# That's it, bad adverts...



## Multipla Mick (Feb 5, 2006)

Time to let loose the spam cannon and have a bloody good rant 

It's not actually an ad that has set me off either, just the continuity announcer on ITV just now saying Sunderland _vee_ Middlesborough. It's not just him though, the BBC were at it during the Rugby worldnationsleagueunioncup thing. Try saying, _versus_ you muppet, which V is short for to make it easier in printed stuff like fixture lists, not when speaking. Or howabout against, or take on, or meet? Anything but flipping Vee FFS!  It may not be wrong technically, but it sounds absolutely pants and primary schoolish. grrrrrr....

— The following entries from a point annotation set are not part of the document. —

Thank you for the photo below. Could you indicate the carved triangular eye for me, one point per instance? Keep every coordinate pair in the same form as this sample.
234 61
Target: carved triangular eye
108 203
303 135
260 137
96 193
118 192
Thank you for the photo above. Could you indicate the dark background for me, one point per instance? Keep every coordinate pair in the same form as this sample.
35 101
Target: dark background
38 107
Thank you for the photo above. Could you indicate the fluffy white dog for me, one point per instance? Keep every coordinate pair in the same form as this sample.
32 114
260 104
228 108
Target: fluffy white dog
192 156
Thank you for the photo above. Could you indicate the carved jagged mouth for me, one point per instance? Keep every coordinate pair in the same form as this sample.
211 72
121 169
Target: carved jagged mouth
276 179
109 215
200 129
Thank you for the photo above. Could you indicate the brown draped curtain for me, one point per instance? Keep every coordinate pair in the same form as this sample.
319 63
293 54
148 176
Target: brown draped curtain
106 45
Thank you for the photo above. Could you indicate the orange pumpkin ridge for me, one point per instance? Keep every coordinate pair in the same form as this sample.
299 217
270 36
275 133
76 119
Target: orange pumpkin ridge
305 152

And that bloody stupid bint on the Harvey's furniture ad thingies surrounding Coronation St. The silly moo who can't get her peas in her gob, the 'trooper' lying to her husband about the housework she isn't doing. Just buggarroff and leave me to enjoy Correy in peace without wanting to throw my dinner at the telly. I know it's wrong to hit women, but with her I think an exception could be, and should be, made. I dream of walking up to her carrying a suitable length of scaffolding plank, then taking a large swing and knocking her clean off her feet with one almighty wallop to her mush. Then I'd just toss the plank aside and leave without saying a word. Or maybe just empty an Uzi into her smug, lazy, lounging on the settee, body. Useless and extremely annoying bint she is, needs culling, now.

Women going into the toilet to try out wet wipes for your ar5e... WTF is that all about? Who wants to see some bint coming out of the bog having presunmbly just done a big dump while the other women, the celeb totty and the camera crew, all wait outside with baited breath? Not me that's for sure, go wipe your bum or your panty hamster somewhere else, in private please.

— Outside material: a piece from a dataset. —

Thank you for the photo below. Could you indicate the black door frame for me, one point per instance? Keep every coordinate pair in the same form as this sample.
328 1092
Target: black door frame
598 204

Fecking Figo and the appallingly dubbed hair dye ad. Fugggnnnrusssnforeigndubbedcrap  Just feck off with your stupid advert, right now! 

Bespectacled intelligent looking totty in that toothbrush or toothpaste infomercial/ad thing. The one that is made like a documentary and sees the serious looking totty 'interviewing' that huge ugly bloke who pronounces every word like a drum beating slowly. Then she interviews some other managerial type geezer and he too is a bit odd to say the least. What is going on? Are we supposed to believe the toothpaste or brush or whatever it was is the best yet, but they employ weirdos and 8 foot imbeciles? Maybe they are just there to make speccy bint look even more alluring, I don't know, but as is usual it all looks high tech in their labs, very CSI like, and therefore bullcrap.

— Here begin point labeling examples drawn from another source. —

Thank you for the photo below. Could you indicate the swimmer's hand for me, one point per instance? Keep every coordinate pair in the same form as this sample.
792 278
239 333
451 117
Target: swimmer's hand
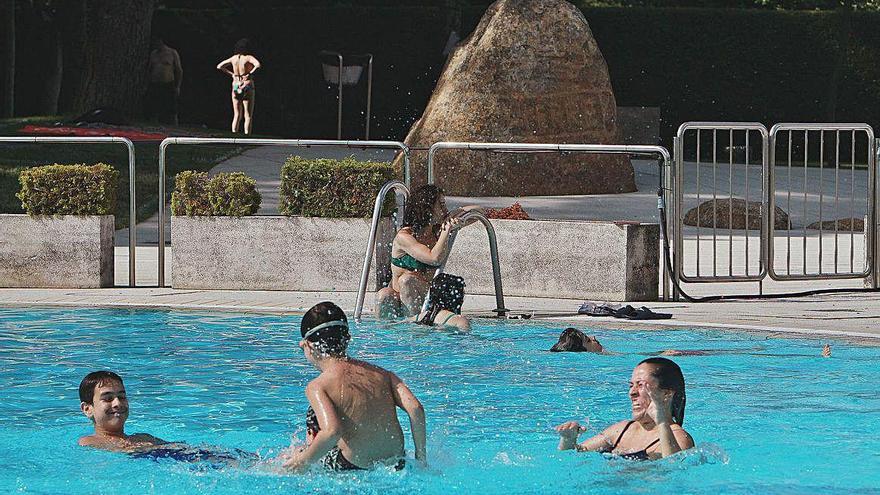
568 433
570 430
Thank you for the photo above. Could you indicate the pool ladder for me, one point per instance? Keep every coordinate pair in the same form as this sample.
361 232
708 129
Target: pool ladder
403 191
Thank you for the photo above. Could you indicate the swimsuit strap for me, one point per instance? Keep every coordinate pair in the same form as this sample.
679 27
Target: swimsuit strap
620 437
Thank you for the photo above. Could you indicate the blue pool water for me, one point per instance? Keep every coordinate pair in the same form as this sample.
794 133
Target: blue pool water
777 420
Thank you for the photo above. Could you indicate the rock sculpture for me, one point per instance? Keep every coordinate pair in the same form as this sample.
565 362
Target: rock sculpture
530 72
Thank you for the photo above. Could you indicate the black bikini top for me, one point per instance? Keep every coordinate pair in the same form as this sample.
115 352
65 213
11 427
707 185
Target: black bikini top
641 455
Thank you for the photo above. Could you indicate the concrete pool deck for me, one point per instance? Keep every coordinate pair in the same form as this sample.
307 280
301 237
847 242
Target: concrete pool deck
846 315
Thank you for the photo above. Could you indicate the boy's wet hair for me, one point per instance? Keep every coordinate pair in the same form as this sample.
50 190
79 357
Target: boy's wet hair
332 340
570 340
94 379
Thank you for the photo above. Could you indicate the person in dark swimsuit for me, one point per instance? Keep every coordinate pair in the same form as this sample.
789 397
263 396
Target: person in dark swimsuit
655 431
444 304
355 403
417 250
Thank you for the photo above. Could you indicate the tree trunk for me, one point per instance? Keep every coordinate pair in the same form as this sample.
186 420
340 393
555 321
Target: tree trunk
7 99
106 50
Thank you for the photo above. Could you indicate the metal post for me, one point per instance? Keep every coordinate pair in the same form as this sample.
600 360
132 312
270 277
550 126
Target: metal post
402 190
339 106
369 94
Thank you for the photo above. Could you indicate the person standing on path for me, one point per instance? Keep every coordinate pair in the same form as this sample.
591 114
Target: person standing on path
165 78
241 67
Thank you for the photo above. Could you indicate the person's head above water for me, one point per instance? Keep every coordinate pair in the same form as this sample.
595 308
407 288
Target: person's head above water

Finally, The Bodyguard or whatever it's called on BBC. Not an ad granted, but I'm not starting another thread, but I just want to say what the hell are they, and David Jason thinking? Sort of Frank Spencer meets Inspector Clouseau meets Frank Drebben, only where they were great, this is just crap. Very disappointing to say the least.

Right, I'm done, but some things need saying or they fester and bubble away below the surface while I imagine ever more inventive ways of despatching the people and companies involved in these things, and stress levels reach 'must murder them, now' levels.

So, what have I missed then? What ads grind your knackers? Let's have them!


----------



## Darlofan (Nov 24, 2010)

Aaannnnd Breathe!!!

Have to agree about the corrie ads, get fed up of them. When possible i try to pause live tv before I sit to watch a programme then flick through crap at x32(amazing how quick you can watch a programme that way).

Football on ITV annoys me watching FA Cup earlier and ads come on about 4minutes into it.

The big thing that gets me is before ads you get the "coming up after the break" then after the break you get "coming up on...." so bloody annoying they show you half the bloody stuff during that. programmes would be half as long if they stopped all that guff.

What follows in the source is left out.